Stefan Scherfke

Designing and Testing PyZMQ Applications – Part 3

The third and last part of this series is again just about testing. While the previous article focused on unit testing, this one will be about testing complete PyZMQ processes. This even involves some magic!

Once you’ve made sure that your message dispatching and application logic works fine, you can actually start sending real messages to your process and checking real replies. This can be done for single processes—I call this process testing—and for your complete application (system testing).

When you test a single process, you create sockets that mimic all processes the tested process communicates with.

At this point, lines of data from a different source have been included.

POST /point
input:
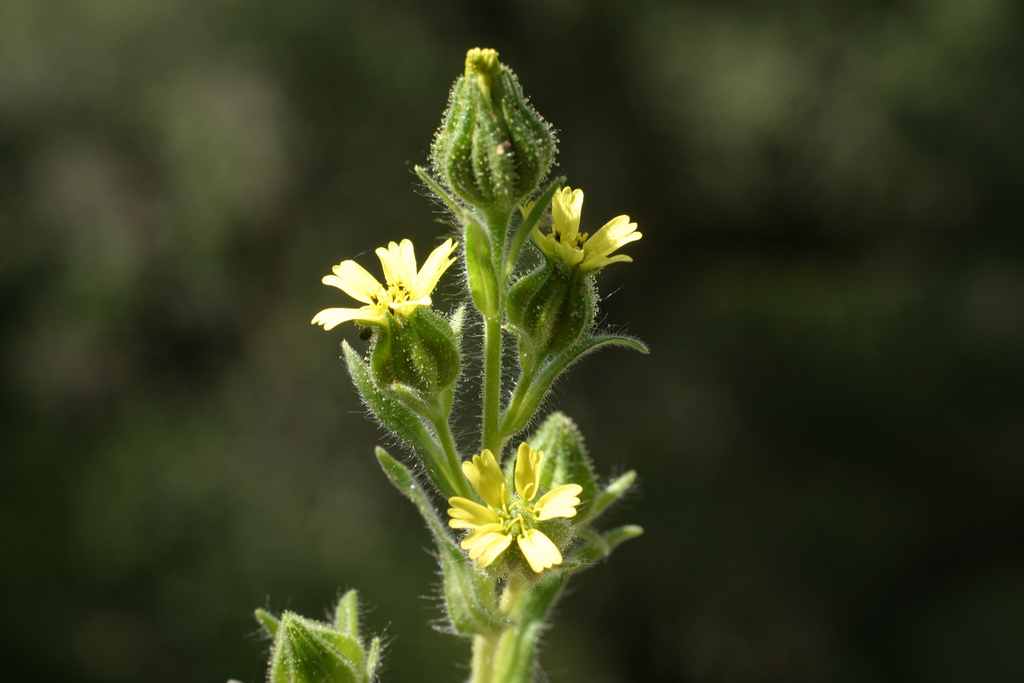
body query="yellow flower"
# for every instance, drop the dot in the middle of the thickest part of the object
(502, 519)
(404, 290)
(579, 249)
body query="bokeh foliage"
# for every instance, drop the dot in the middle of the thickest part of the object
(829, 429)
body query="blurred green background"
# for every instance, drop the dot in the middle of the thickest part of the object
(829, 427)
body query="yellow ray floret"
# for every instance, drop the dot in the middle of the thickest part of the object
(495, 524)
(404, 288)
(578, 249)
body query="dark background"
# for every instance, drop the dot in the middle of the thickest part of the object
(828, 428)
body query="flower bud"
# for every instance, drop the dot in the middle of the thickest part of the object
(551, 309)
(565, 458)
(493, 150)
(418, 355)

When you do a system test, you only mimic a client or just invoke your program from the command line and check its output (e.g., what it prints to stdtout and stderr or results written to a database).

I’ll start with process testing, which is a bit more generalizable than system testing.

Process Testing

The biggest problem I ran into when I started testing processes was that I often made blocking calls to recv methods and these halted my tests and gave me no output about what actually went wrong. Though you can make them non- blocking by passing zmq.NOBLOCK as an extra argument, this doesn’t solve your problems. You will now need a very precise timing and many time.sleep(x) calls, because recv will instantly raise an error if there is nothing to be received.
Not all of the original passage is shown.